Komünistler ise en ince ayrıntısına kadar 1 Mayıs’a hazırlanırlar. Ve gün gelip çattığında işçi semti Wedding tam bir sessizliğe bürünür. İlk buluşma yeri hınca hınç işçi ile dolup taşar. Sokağın birçok noktasına asılan pankartlarda; Kahrolsun Yürüyüş Yasağı, 1 Mayısta Sokaklar Özgür, Kızıl Cephe diye yazmaktadır. Bazı evlerin duvarına KPD’nin yayın organı Kızıl Bayrak gazetesinin kapağı yapıştırılmıştır. Saat tam 10 da ‘Safları sıklaştırın, ileri, Marş! Çağrısı ile yürüyüş başlar. Ve on binler hep birlikte ‘Uyan artık, uykudan uyan, uyan esirler dünyası’ sesleriyle kol kola yürürler.
Bir kadın işçinin haykırışı orta yerde çınlar. Bir yanda savunmasız binler, diğer yanda tam teçhizatlı binlerce polis ve kurşun sesleri…
İşçiler barikatlar kurarak kendilerini savunmaya çalışırlar. 1 Mayıs’ta başlayıp 3 Mayıs’a kadar devam polis saldırılarında yedisi kadın olmak üzere 33 kişi polis tarafından katledilir.
TIPKI MAYIS GİBİ KİTAP DA YASAKLANDI
1929 Mayıs günlerinde Berlin’de polisin özldürdüğü 33 kişinin hafızalara kazınmış devrimci mücadelelerinin anısına kaleme alınmış kitap yayınlandıktan hemen sonra yasaklandı. Evet, Wedding Barikatları bir roman. Ancak yazılanlara konu olan toplumsal karşı koyuşlar olmasaydı böylesine anlamlı ve güzel bir eser ortaya çıkmazdı.

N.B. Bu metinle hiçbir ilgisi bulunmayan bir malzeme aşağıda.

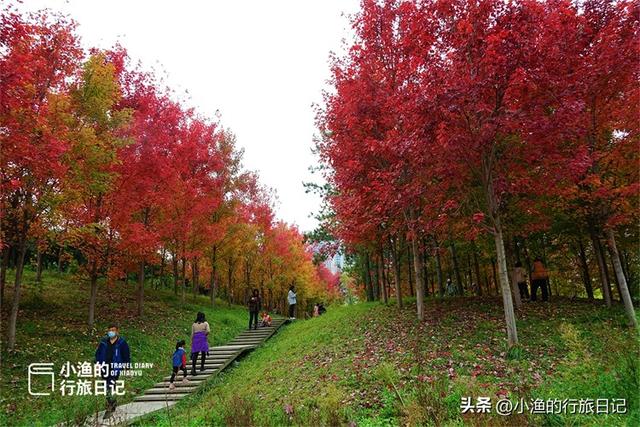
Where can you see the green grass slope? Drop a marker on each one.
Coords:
(52, 328)
(371, 365)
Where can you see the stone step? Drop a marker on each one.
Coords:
(160, 397)
(178, 382)
(231, 347)
(198, 378)
(177, 390)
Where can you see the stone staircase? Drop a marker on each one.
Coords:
(160, 397)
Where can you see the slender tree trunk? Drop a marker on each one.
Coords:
(624, 289)
(425, 273)
(183, 282)
(456, 268)
(93, 285)
(510, 317)
(439, 272)
(60, 259)
(615, 276)
(477, 268)
(140, 299)
(368, 279)
(409, 268)
(602, 267)
(383, 278)
(213, 276)
(13, 317)
(395, 253)
(38, 265)
(3, 272)
(194, 276)
(469, 273)
(377, 281)
(174, 262)
(163, 262)
(495, 276)
(585, 270)
(419, 279)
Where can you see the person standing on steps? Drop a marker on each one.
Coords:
(199, 344)
(539, 279)
(520, 278)
(255, 304)
(112, 350)
(292, 299)
(179, 360)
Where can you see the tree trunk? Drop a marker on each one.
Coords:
(383, 278)
(456, 268)
(602, 267)
(495, 276)
(368, 279)
(512, 332)
(174, 262)
(419, 279)
(409, 268)
(395, 252)
(13, 317)
(376, 281)
(93, 286)
(140, 298)
(212, 284)
(38, 265)
(477, 268)
(585, 270)
(624, 289)
(183, 282)
(163, 262)
(425, 272)
(3, 272)
(194, 276)
(60, 259)
(439, 273)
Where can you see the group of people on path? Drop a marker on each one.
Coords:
(539, 280)
(113, 349)
(200, 331)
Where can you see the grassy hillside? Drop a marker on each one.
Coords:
(372, 365)
(52, 328)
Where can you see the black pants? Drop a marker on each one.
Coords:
(175, 371)
(292, 310)
(253, 319)
(524, 290)
(194, 359)
(542, 284)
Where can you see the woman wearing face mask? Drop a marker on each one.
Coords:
(199, 344)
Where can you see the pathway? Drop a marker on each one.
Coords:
(160, 397)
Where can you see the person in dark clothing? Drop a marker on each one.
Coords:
(112, 350)
(255, 304)
(539, 279)
(321, 309)
(292, 299)
(200, 330)
(520, 279)
(179, 361)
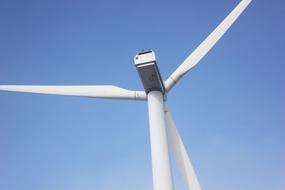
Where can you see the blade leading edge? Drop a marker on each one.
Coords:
(206, 45)
(179, 153)
(98, 91)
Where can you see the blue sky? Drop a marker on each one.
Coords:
(230, 109)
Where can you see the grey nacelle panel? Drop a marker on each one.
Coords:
(150, 77)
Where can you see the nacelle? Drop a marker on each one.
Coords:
(149, 72)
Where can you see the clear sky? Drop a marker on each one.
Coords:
(230, 109)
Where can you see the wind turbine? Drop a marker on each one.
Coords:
(164, 136)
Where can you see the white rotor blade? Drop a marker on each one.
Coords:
(206, 45)
(180, 155)
(100, 91)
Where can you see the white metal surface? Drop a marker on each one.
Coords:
(206, 45)
(161, 170)
(100, 91)
(179, 153)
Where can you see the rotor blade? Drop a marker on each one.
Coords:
(180, 154)
(206, 45)
(100, 91)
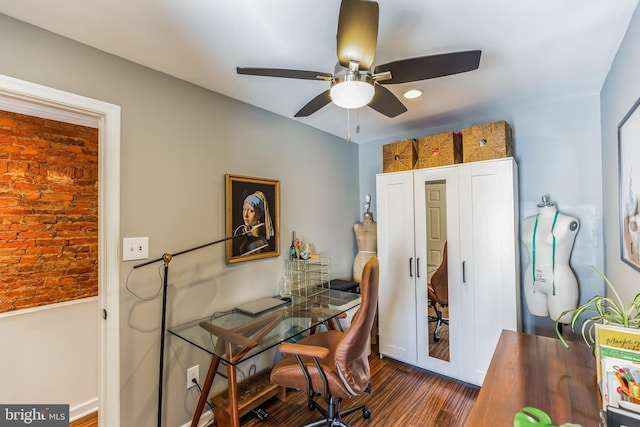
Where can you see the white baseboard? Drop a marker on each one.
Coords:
(83, 409)
(205, 419)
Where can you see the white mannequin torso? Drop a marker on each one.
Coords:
(367, 240)
(550, 285)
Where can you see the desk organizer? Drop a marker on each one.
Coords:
(307, 276)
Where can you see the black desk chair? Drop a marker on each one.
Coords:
(438, 293)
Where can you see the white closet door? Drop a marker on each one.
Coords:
(489, 253)
(397, 297)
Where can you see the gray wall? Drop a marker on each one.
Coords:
(619, 93)
(557, 148)
(178, 141)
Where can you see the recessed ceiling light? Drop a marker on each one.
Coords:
(412, 93)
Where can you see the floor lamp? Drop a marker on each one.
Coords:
(250, 245)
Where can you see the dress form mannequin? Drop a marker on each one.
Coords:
(550, 287)
(367, 240)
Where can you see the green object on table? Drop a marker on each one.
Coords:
(534, 417)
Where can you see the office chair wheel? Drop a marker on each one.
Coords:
(366, 412)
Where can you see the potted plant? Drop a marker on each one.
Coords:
(602, 309)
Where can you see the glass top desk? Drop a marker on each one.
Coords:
(235, 337)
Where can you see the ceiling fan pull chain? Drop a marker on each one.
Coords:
(348, 138)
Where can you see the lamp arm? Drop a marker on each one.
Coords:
(167, 257)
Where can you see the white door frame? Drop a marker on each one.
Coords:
(37, 100)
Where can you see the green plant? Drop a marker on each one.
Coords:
(602, 310)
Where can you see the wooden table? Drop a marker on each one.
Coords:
(537, 371)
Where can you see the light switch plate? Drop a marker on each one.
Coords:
(134, 248)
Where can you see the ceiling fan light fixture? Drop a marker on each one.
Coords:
(352, 90)
(412, 93)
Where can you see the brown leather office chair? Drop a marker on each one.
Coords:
(334, 364)
(438, 292)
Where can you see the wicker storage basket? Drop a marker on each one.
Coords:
(486, 142)
(439, 150)
(399, 156)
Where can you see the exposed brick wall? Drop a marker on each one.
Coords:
(48, 211)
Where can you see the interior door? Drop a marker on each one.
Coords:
(436, 211)
(436, 223)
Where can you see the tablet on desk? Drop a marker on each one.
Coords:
(259, 306)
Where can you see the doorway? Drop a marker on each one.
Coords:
(36, 100)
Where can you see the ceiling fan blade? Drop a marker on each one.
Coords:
(386, 102)
(281, 72)
(357, 32)
(429, 67)
(315, 104)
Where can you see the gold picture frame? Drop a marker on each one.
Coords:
(257, 235)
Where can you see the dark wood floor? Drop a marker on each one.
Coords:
(401, 396)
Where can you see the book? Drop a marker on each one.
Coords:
(618, 366)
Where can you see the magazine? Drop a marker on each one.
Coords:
(618, 366)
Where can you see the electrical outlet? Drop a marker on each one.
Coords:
(134, 248)
(193, 373)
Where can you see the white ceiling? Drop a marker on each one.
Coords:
(531, 49)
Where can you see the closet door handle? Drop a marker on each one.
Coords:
(464, 275)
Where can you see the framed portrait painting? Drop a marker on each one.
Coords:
(252, 217)
(629, 186)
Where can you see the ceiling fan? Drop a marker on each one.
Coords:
(354, 84)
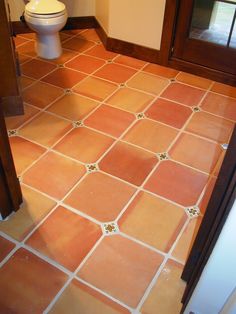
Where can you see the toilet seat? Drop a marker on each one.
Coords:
(46, 15)
(45, 7)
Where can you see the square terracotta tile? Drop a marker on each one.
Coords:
(37, 68)
(77, 44)
(151, 135)
(24, 153)
(23, 58)
(184, 245)
(224, 89)
(110, 120)
(130, 62)
(130, 100)
(5, 247)
(186, 95)
(196, 152)
(165, 297)
(79, 298)
(100, 52)
(16, 121)
(220, 105)
(95, 88)
(160, 70)
(128, 163)
(28, 283)
(212, 127)
(115, 73)
(54, 175)
(53, 129)
(63, 77)
(84, 145)
(177, 183)
(65, 237)
(85, 64)
(34, 208)
(73, 107)
(122, 268)
(100, 196)
(193, 80)
(26, 81)
(207, 195)
(169, 112)
(153, 221)
(28, 48)
(33, 94)
(148, 83)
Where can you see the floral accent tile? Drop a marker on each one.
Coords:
(163, 156)
(92, 168)
(12, 133)
(110, 228)
(196, 109)
(225, 146)
(77, 124)
(192, 211)
(140, 115)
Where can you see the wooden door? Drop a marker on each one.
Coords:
(10, 192)
(10, 91)
(199, 41)
(221, 201)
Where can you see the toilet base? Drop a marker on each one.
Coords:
(48, 46)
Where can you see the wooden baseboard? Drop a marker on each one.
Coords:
(200, 70)
(126, 48)
(20, 27)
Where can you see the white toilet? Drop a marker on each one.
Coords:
(46, 18)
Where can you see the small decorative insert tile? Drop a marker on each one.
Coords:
(92, 168)
(196, 109)
(192, 211)
(77, 124)
(225, 146)
(110, 228)
(12, 133)
(140, 116)
(68, 91)
(163, 156)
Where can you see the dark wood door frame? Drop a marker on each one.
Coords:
(166, 57)
(219, 206)
(10, 192)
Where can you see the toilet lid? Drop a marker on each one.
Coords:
(45, 6)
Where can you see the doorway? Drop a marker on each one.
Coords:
(206, 34)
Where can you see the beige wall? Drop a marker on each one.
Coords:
(74, 7)
(102, 13)
(137, 21)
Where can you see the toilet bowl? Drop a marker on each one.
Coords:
(46, 18)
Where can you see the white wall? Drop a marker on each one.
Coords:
(218, 279)
(74, 7)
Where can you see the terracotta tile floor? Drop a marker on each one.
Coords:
(117, 159)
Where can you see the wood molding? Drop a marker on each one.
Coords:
(20, 27)
(127, 48)
(200, 70)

Wedding Barikatları romanı, işçi mücadelesinin en ön saflarında yer almış, boş zamanlarını değil yaşamını bütünüyle sosyalizm davasına adamış bir komünist tarafından kaleme alınmış. Okumaya başladığınızda bitirmeden elinizde bırakmak istemiyorsunuz.